Die Covid-19 Krise hat mittlerweile allen vor Augen geführt, wie unabkömmlich Digitalisierung zur Bewältigung unseres Alltags- und Berufslebens geworden ist. Der Shutdown mutierte zum Homeoffice, begleitet von Home-schooling, Distancelearning, Video-Konferenzen und Online-Shopping. Bezugnehmend auf die Etappen der industriellen Entwicklung, wie die Erfindung der Dampfmaschine oder die Elektrifizierung, wird im Zuge der Digitalisierung von der 4. Industriellen Revolution gesprochen, die Leben und Arbeiten nachhaltig verändern wird. Dem Begriff Industrie 4.0 folgt Arbeit 4.0, wobei unklar ist, welche Rahmenbedingungen und Anforderungsprofile diese kennzeichnen werden. Die quantitativen Folgen des zunehmenden Einsatzes von (neuen) Informations- und Kommunikationstechnologien werden widersprüchlich antizipiert. Was die Beschäftigungseffekte betrifft, so gehen die einen von einer „digitalen Massenarbeitslosigkeit“ aus.
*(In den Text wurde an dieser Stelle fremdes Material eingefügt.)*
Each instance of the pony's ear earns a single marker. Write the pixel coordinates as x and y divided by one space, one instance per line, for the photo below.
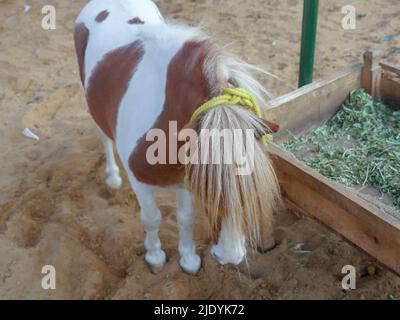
273 127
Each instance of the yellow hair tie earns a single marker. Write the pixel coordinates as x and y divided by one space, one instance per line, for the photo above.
233 96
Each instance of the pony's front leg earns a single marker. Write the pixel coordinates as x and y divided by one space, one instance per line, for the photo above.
190 261
151 218
114 180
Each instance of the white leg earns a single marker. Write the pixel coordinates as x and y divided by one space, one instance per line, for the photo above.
190 261
114 180
151 218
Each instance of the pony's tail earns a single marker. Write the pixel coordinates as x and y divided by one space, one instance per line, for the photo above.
247 199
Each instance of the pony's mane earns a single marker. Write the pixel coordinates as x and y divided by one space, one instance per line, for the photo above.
235 72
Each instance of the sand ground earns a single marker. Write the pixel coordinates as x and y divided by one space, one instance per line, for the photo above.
56 210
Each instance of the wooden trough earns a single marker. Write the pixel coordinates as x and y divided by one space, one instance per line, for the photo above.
366 223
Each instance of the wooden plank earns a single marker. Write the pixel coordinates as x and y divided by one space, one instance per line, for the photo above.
390 91
308 107
390 67
365 224
372 73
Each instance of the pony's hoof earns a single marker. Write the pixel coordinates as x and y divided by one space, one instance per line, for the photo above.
190 264
156 261
114 181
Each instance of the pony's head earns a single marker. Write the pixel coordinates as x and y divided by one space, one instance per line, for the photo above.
233 180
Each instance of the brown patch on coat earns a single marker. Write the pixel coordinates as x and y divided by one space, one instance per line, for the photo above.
81 38
102 16
136 20
187 88
109 82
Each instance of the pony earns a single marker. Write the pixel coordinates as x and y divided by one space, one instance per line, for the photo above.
144 75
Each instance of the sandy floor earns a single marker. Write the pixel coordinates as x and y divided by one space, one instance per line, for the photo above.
55 208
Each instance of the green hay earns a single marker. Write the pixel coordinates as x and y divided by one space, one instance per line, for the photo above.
360 145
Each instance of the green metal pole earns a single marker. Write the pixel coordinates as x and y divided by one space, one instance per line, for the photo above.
308 39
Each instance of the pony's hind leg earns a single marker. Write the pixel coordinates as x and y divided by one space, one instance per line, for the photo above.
190 261
151 218
114 180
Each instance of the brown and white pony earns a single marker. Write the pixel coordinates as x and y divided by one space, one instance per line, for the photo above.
143 76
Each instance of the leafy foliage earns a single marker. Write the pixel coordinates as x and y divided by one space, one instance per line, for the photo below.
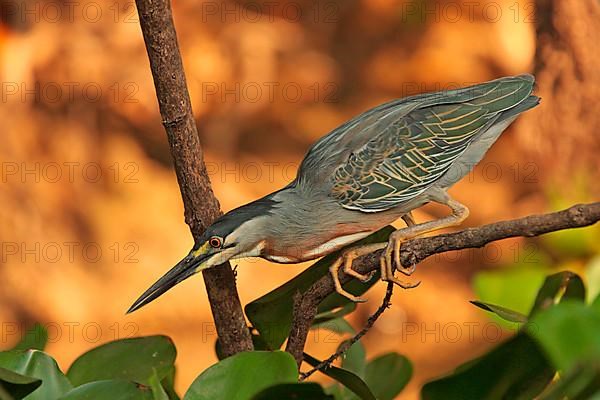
554 356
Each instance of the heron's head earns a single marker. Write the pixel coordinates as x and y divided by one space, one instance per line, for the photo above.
237 234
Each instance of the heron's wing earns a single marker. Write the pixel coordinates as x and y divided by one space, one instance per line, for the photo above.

Beispielsweise liegen Prognosen für die USA vor, dass bis zur Hälfte der bestehenden Jobs auf Nimmerwiedersehen verschwinden wird. 1 Andere relativieren diese Schätzungen und stufen sie als Panikmache ein; sie erwarten, dass vorhandene Berufe durch Digitalisierung sich wandeln und zudem neue Tätigkeitsfelder entstehen werden, die längerfristig zu positiven Arbeitsmarkteffekten beitragen und Beschäftigungszuwachs ermöglichen könnten. 2 Eine für den österreichischen Arbeitsmarkt erstellte Studie kommt zum Schluss, dass – ohne Berücksichtigung von positiven Beschäftigungseffekten – etwa 9 Prozent der Beschäftigten „ein Tätigkeitsprofil aufweisen, welches ein hohes Potential hat, durch Maschinen ersetzt zu werden“. 3 International recht einhellig fällt der Befund aus, dass das Automatisierungs- bzw. Digitalisierungsrisiko im Besonderen für niedrig Qualifizierte, GeringverdienerInnen und Hilfskräfte relativ hoch sein wird.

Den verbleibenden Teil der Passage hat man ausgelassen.